Ok super. Here is the main question of our interview. What are your “5 Things I Wish Someone Told Me Before I Began Leading My Company”? Please share a story or an example for each.
- Don’t look only for “perfect” clients. Although top MBA programs are known for admitting students who studied at Ivy League universities and then worked for companies like McKinsey or Goldman Sachs, one of my most successful clients was a man named Jason who started out at a community college and then worked for a small, local accounting firm when he applied to MBA programs. Many people would have told him that he’d never be admitted, but I saw great potential in his story of overcoming challenges as part of an immigrant family and also in his story of serving others through his extracurricular activities. As we dug into his background, we even found ways to present his accounting work as relatable to management consulting, which was his post-MBA goal. He was admitted to the Fuqua MBA program at Duke, and was kind enough to record a video about his story as an inspiration to other MBA applicants from less traditional backgrounds.

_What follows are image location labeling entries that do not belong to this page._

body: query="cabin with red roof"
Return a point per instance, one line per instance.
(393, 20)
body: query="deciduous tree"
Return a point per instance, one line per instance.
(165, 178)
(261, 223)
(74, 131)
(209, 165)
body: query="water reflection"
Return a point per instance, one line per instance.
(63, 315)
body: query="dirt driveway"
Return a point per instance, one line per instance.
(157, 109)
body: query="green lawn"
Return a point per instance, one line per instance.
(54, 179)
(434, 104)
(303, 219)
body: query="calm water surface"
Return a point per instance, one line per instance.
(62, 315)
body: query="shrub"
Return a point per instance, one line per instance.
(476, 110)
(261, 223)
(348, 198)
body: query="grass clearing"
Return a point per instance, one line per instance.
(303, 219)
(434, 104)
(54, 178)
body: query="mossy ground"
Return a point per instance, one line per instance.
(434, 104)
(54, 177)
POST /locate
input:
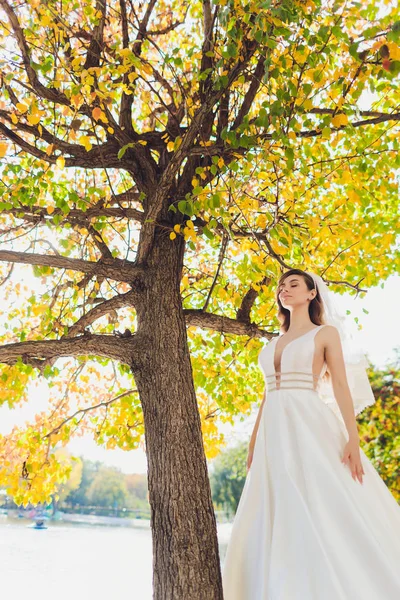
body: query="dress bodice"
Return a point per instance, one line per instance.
(295, 369)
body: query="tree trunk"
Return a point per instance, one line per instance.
(186, 563)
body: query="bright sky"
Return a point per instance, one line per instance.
(380, 334)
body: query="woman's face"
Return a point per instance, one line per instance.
(293, 291)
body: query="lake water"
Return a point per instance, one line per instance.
(77, 562)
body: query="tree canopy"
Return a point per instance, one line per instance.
(255, 135)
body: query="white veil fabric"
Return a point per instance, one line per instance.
(354, 357)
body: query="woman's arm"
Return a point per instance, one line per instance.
(254, 434)
(335, 361)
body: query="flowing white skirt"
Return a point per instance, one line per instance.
(304, 528)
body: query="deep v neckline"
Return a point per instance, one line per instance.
(276, 372)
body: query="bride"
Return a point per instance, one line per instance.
(315, 521)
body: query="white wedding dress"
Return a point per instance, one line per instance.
(304, 528)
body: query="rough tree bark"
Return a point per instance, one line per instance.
(185, 550)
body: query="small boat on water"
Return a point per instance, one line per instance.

- Charge what you need to in order to deliver a great service. At first raising your prices may seem unfriendly to clients. But if you charge low prices, you have to cut corners when delivering the service, such as limiting the time you spend with each client. Doing that just doesn’t work. For some of our clients success depended precisely on having enough time with us at the last minute to incorporate a new angle into their application materials. For example, one client totally re-worked her story when she had the insight that she’d rather join her family’s business than pursue a traditional corporate career, and writing about this was a big part of her success.
- Act like a large business even if you’re a small business. Some of the transformational moments for our company were things that we initially felt were exclusively big-company activities, such as acquiring a company to deliver test preparation services to our clients or starting to outsource tasks across borders. Our research associate Puja, based in India, has become an important member of our team and is the engine behind the many free resources about top MBA programs we publish for applicants.

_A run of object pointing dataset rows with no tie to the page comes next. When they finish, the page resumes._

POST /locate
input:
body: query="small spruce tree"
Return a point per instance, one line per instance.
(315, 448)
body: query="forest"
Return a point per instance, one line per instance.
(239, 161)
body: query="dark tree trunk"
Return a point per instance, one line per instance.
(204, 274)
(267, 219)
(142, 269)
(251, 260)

- Give away some value for free, even to people who aren’t your clients. Although we certainly save our best material for our clients, we have published hundreds of articles and videos providing free, high-quality advice to MBA applicants, and even receive thank you notes from applicants who succeed after using those articles on our website.

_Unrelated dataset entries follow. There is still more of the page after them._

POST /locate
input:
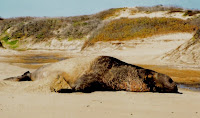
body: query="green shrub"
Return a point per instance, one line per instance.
(126, 29)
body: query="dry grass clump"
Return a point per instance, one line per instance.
(159, 8)
(191, 12)
(126, 29)
(108, 13)
(44, 28)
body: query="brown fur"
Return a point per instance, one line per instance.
(108, 73)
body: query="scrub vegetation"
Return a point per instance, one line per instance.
(99, 27)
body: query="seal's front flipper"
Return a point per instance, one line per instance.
(60, 84)
(25, 77)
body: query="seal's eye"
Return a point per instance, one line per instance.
(170, 80)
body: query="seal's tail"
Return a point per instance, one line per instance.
(25, 77)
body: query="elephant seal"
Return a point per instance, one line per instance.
(102, 73)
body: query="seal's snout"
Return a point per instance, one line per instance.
(166, 84)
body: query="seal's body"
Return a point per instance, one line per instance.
(101, 73)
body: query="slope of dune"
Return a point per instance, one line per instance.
(187, 53)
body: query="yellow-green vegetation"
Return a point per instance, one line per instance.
(10, 43)
(191, 12)
(42, 29)
(126, 29)
(109, 13)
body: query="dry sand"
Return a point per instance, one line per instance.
(33, 99)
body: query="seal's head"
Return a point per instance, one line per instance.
(164, 83)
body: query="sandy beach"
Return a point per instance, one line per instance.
(32, 99)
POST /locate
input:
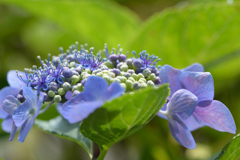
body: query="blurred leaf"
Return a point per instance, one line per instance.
(93, 22)
(231, 150)
(207, 34)
(60, 127)
(123, 116)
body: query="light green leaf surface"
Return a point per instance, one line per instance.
(207, 34)
(60, 127)
(123, 116)
(91, 22)
(231, 151)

- Be ready for anything. We’ve faced unexpected challenges, such as “astroturfing” (fake positive reviews) published by competitors or the time that we helped an applicant to win admission to HBS — pretty much the biggest achievement possible in MBA admissions! — who then tried to blackmail us by threatening to post a bad review.
You are a person of great influence. If you could start a movement that would bring the most amount of good to the most amount of people, what would that be? You never know what your idea can trigger. 🙂
We would start a movement to talk honestly with young people about their career options. On the one hand, there are many talented people who miss out on “elite” career paths such as management consulting or investment banking simply because they don’t know about them. At the same time, there are many people who pursue banking or consulting jobs because they feel this is what’s expected of them, then burn out; they would have been happier if they knew about some of the many alternative career paths that were available to them, even if those were less famous and prestigious.
How can our readers further follow you online?
We publish hundreds of articles and videos on the Menlo Coaching website and also on our YouTube channel.
This was very inspiring. Thank you so much for the time you spent with this!